In the 270-page “Pizza” (Quadrille), the brothers offer over 30 recipes for homemade pizzas — including a carbonara and one with asparagus and pancetta — as well as eating guides to delicious slices in cities like Rome, Paris, Chicago and New York. It turns out New Haven, Connecticut, has a very distinct and vibrant pizza scene, though its just 70 miles from New York.
The Elliots marvel that while the pizza we eat today was invented in Naples in the late 1800s, other cultures have their own versions, from one with spiced ground meat in Lebanon to a baguette topped with mushroom and cheese in Poland.
“All these countries came up with this on their own. And that is the definition of a good idea, right?” says James Elliot. “It’s a bit like the way so many cultures created beer independently. Just great ideas make it through.”
The brothers include sections on controversial ingredients — pineapple, that’s you — and which drinks to pair with a slice, as well as the various ways people can eat it, from rolling it into a cigar to a technique called the “snag and drag.”
They present the info without judgement, refusing to weigh in on whether coal ovens are better than wood or if buffalo milk is better than cow milk for making mozzarella.
“There’s that saying: There’s two kinds of people in the world — people that love ABBA and liars,” says James Elliot. “Not all music has to be high and mighty in the same way that not all pizza has to be high and mighty. You can love different songs and different pizzas for all kinds of different reasons.”
The origins of the book began when the brothers ditched their regular jobs in 2012 to go to Naples and learn all about pizza. They traveled the length of Italy and the world and, once educated in all things delicious, came back to the United Kingdom to open a chain of pizzerias, Pizza Pilgrims.
In Chicago, they encountered that city’s famous, dense variation. “We ate four deep dishes a day for five days,” says Thom Elliot. “I really surprised myself. I went to confirm my hatred of it, but actually left being like, ‘This has got a place for sure.’”

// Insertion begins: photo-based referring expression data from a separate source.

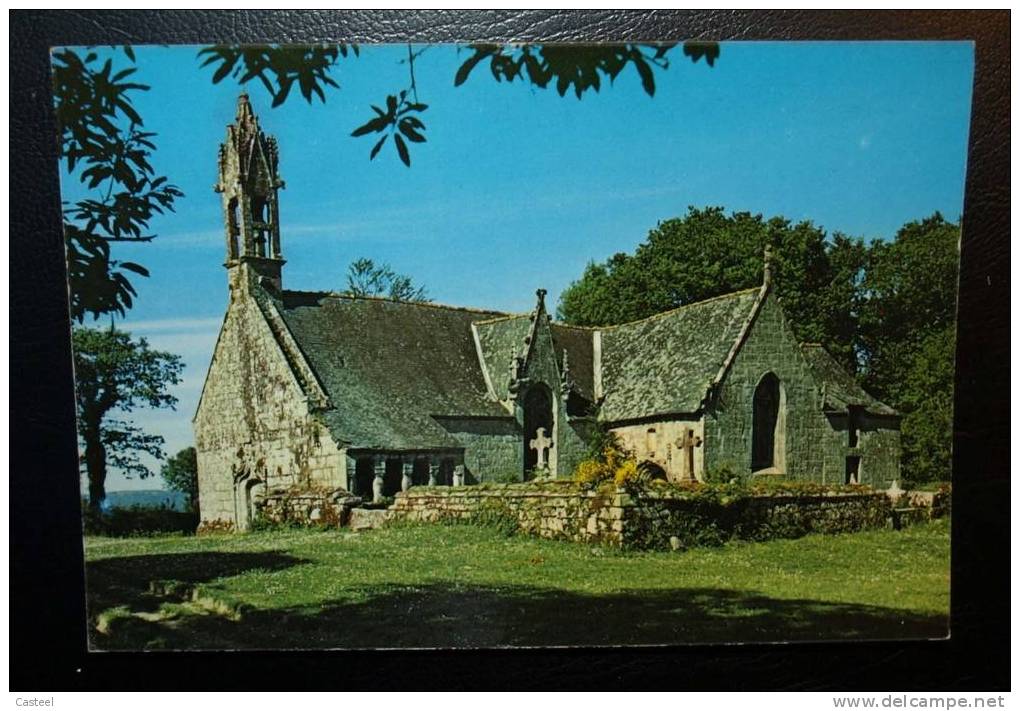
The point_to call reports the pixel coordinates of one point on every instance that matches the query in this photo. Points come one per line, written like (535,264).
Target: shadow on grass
(125,580)
(449,614)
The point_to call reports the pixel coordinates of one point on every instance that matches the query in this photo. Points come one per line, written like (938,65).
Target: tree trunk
(95,466)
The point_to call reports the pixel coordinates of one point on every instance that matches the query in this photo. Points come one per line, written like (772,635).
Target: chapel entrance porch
(374,475)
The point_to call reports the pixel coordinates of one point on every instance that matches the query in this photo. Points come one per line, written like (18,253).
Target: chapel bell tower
(249,183)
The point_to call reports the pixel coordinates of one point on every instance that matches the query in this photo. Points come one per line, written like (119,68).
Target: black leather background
(47,609)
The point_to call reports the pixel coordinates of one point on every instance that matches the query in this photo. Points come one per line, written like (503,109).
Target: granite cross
(687,442)
(541,444)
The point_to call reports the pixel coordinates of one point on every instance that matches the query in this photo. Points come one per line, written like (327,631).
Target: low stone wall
(650,520)
(551,509)
(307,506)
(685,521)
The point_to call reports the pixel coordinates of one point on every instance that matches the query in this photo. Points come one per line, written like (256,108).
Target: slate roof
(578,345)
(388,366)
(501,340)
(665,363)
(839,388)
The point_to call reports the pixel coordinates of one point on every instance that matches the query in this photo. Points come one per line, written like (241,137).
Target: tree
(101,139)
(101,131)
(114,373)
(181,474)
(573,67)
(365,278)
(907,334)
(707,253)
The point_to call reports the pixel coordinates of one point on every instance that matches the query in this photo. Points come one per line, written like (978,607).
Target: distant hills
(147,498)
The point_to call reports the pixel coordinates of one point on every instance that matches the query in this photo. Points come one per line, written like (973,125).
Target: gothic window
(650,441)
(394,474)
(364,473)
(653,470)
(234,236)
(260,221)
(420,474)
(538,407)
(768,425)
(853,425)
(853,470)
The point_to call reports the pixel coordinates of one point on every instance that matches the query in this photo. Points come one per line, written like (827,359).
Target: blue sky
(518,188)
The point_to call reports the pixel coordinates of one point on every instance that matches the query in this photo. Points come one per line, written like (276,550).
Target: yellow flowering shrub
(614,464)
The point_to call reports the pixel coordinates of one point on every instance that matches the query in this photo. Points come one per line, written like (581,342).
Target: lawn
(434,586)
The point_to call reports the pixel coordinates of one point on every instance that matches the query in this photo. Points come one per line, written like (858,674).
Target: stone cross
(541,444)
(407,472)
(687,442)
(378,480)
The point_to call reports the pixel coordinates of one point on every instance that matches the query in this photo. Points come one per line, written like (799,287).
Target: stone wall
(657,443)
(815,446)
(549,509)
(686,521)
(563,510)
(254,430)
(305,506)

The book is a distillation of all they learned, from pizza records (“Cheesiest Pizza,” “Furthest Pizza Delivery”) to how to work with active dry yeast. The working title was “The Pizzapedia,” but the authors felt that didn’t convey their love of the food. “Encyclopedia just feels quite cold and quite factual,” says Thom Ellliot.

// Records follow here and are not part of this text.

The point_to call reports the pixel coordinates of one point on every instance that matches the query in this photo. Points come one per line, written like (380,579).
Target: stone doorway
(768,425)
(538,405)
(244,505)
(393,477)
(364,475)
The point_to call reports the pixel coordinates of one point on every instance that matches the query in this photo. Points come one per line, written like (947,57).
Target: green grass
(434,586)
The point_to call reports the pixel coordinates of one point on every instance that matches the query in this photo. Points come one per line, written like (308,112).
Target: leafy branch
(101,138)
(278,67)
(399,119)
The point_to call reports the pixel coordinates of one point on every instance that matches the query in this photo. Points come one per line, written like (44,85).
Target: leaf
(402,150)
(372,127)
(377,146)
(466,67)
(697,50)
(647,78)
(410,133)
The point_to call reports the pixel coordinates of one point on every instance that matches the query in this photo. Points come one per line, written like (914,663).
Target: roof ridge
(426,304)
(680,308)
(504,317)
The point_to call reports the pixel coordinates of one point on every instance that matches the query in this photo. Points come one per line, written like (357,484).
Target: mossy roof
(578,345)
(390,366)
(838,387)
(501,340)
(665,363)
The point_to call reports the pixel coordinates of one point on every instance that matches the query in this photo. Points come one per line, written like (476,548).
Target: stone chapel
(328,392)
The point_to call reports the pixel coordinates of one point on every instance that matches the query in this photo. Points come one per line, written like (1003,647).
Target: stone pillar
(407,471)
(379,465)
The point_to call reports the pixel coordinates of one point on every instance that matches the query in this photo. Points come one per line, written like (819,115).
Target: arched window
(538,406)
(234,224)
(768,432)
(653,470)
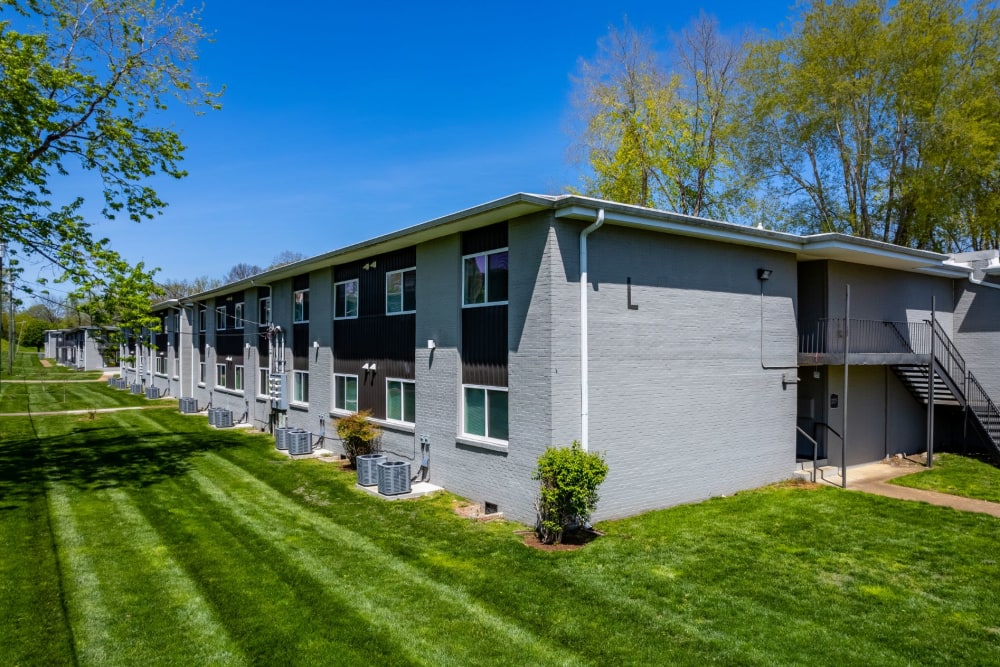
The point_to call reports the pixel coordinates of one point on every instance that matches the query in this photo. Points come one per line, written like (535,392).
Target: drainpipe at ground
(584,349)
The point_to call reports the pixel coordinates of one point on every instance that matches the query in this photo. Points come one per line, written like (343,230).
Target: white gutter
(584,352)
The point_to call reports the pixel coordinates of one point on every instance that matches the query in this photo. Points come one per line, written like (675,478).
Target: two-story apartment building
(669,343)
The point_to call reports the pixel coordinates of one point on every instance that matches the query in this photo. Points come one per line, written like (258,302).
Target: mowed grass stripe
(397,598)
(129,604)
(178,597)
(272,608)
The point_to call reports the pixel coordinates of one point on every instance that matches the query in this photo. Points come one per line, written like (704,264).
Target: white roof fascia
(498,210)
(684,226)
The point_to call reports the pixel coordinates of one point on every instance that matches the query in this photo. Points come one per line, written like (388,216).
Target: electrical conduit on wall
(584,351)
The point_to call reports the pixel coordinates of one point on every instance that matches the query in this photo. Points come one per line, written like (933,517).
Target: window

“We’ve been told by so many people in so many different ways that pizza is not enough to carry a book. ‘There are not enough interesting things to say about pizza.’ And so we have been on this mission for five years to write a longer and longer and longer and longer list of why these people are wrong.”
Despite the brothers’ obvious respect for the classic Neapolitan version, they acknowledge the impact of the huge pizza-making chains, like Pizza Hut and Domino’s. The book includes interviews with their executives, who oversee companies making millions of pizzas a year.
“You can’t ignore it. They’re doing something right. Whatever you think, they’re doing something right,” says Thom Ellliot. “They love pizza. These are not people who are just sitting there going, ‘Oh, we don’t care. It’s just all about the margin and how do we sell more for less.’”
Pizza, to the brothers, is clearly woven into the fabric of humanity, a cheap, delicious, satisfying meal that can be scaled up or down. It’s a food we eat when we are celebrating, gathering for entertainment, working hard collectively or when we’re just in need of a hug.
“Pizza is the place that people turn when they’re struggling, when they break up, when they lose their job, when they’re just having a tough day. Pizza is the food that they talk about — like their spouse — that thing that carries them over the line,” says Thom Ellliot.
“I really genuinely think that you don’t get that with any other kind of food, even the ones that people obsess about, like barbeque. People don’t turn to barbecue in their time of need. They geek out about it and they obsess about it and they see perfection. But they don’t have it like a crutch in their life.”